Saturday, May 26, 2007

There's a fucking mouse in my house.

Ok I know I have an apartment, and I've been trying for almost a week to pretend that it wasn't there. I know you wondering how one can pretend something is not there, but before last night I hadn't actually seen the stupid thing. See I guess its NOT actually in my house per say, however its seems to live in the entry way to my front door. I noticed the other day there were paper towels and a rock outside my front door that appear to have come out of the hole in the frame. Now I was pretending because I didn't stuff paper towels in there. I was trying to assume that whoever live here before me would not actually think that a viable option to fill the whole, but apparently I give them too much credit. Anyways, like I said I was pretending that it wasn't there, being that I hadn't actually seen it.
Well last night I opened up the door and turned on the light, and this little thing crawled out of the air conditioning. Then it proceeded to crawl up into a whole that I would guess goes under the stairs to the apartment above mine. Ish. I do actually have all my christmas stuff out there and now I'm not sure I will be touching any of that anytime soon. Hope it doesn't get really hot because I'm sooooo not touching the Air conditioner, which I think I might now actually be afraid of.
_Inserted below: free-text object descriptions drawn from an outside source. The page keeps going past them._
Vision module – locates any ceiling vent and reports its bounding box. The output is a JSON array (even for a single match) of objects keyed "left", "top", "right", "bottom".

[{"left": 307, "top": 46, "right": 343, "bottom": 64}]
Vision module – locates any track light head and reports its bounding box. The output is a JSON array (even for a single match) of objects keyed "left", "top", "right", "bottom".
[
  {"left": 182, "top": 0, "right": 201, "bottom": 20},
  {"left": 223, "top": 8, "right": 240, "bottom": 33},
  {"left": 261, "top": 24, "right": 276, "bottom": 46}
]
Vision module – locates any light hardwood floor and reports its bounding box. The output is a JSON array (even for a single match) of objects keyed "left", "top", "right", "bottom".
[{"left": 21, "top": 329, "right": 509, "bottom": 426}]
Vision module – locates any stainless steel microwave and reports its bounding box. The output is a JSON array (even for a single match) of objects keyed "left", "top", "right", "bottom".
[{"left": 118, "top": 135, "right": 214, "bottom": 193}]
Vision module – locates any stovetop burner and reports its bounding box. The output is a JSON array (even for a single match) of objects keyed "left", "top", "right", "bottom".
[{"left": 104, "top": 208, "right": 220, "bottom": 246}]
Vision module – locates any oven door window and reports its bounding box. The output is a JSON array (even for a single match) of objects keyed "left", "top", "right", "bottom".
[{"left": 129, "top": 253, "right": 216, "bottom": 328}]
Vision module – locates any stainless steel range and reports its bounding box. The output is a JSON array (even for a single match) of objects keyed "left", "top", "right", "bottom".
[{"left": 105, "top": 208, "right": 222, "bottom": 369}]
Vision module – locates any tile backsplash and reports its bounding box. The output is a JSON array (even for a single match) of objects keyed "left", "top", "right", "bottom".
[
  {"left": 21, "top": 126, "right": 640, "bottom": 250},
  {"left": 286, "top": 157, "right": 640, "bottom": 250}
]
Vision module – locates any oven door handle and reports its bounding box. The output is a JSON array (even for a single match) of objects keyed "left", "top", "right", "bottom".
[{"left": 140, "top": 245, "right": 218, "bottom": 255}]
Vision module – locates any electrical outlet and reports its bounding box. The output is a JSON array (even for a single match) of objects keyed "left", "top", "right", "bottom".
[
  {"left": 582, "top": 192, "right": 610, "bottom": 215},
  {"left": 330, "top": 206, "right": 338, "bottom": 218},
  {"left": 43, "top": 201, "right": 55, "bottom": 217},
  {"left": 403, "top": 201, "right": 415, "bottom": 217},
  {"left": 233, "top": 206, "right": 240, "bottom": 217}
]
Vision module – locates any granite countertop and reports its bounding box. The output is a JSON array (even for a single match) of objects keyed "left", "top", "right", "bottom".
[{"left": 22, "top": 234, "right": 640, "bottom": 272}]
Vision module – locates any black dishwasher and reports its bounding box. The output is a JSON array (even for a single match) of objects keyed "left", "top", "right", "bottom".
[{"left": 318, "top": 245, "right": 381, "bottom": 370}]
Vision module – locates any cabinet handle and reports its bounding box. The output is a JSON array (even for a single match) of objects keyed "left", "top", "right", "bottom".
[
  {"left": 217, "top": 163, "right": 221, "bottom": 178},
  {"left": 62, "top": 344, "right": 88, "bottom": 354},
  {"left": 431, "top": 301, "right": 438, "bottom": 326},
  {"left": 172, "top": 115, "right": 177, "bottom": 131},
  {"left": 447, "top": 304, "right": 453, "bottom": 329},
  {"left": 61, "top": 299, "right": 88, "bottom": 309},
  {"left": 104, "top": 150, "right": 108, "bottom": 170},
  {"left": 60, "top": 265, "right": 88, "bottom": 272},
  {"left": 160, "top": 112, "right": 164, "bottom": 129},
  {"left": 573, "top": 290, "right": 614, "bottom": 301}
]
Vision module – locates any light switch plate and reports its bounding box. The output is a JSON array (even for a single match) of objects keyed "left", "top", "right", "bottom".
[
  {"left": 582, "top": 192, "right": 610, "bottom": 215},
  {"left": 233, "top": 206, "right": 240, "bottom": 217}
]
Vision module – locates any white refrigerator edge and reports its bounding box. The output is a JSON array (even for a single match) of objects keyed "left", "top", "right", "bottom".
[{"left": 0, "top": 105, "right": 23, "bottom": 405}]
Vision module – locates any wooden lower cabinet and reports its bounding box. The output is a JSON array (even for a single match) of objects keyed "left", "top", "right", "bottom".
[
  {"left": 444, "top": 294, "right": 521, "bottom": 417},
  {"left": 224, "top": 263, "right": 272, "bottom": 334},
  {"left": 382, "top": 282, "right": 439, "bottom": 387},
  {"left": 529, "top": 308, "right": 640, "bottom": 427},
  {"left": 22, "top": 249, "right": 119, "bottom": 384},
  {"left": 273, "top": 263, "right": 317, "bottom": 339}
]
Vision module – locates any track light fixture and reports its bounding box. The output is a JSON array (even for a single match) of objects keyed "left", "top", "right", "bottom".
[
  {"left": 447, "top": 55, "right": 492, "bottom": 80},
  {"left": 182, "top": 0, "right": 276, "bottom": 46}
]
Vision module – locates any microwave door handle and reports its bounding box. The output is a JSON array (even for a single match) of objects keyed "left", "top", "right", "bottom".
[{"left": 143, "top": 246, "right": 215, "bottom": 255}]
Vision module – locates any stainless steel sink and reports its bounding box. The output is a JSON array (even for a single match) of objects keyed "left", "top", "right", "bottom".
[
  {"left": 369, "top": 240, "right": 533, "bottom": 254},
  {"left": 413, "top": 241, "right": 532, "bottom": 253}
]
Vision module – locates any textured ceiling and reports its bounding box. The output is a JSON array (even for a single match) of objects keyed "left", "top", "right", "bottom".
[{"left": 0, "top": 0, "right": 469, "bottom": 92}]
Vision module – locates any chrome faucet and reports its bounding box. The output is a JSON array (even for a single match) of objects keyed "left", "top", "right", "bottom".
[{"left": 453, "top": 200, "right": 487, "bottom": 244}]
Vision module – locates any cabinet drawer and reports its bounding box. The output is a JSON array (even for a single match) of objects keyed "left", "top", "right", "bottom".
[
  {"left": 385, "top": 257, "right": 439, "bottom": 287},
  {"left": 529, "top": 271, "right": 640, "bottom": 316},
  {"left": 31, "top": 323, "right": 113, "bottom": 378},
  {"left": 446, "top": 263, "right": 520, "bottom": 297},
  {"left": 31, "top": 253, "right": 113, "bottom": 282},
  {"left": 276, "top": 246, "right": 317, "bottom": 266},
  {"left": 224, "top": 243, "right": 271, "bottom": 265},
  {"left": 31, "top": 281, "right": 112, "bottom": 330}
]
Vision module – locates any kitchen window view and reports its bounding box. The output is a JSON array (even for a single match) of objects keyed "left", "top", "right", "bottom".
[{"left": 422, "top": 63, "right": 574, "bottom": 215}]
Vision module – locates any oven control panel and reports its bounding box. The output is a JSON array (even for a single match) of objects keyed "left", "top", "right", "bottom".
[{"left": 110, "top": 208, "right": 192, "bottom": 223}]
I really don't know what to do about the mouse becuase I don't think I can do the whole trap thing, and I'll be real honest and say that Idon't know how else to get rid of it. I mean seriously if filling the whole with paper towels didn't work I really don't know what will. On the plus side I'm happy that it was not a rat. As I was kind of freaked out at the idea of a rat being in my house. Ever since I saw this HUGE ASS rat run across the street and down the alleyway between my building and the building next to mine.
Seriously I just want a normal apartment where the only living things are people. Is that really too much to ask. You would think not but apparently it is.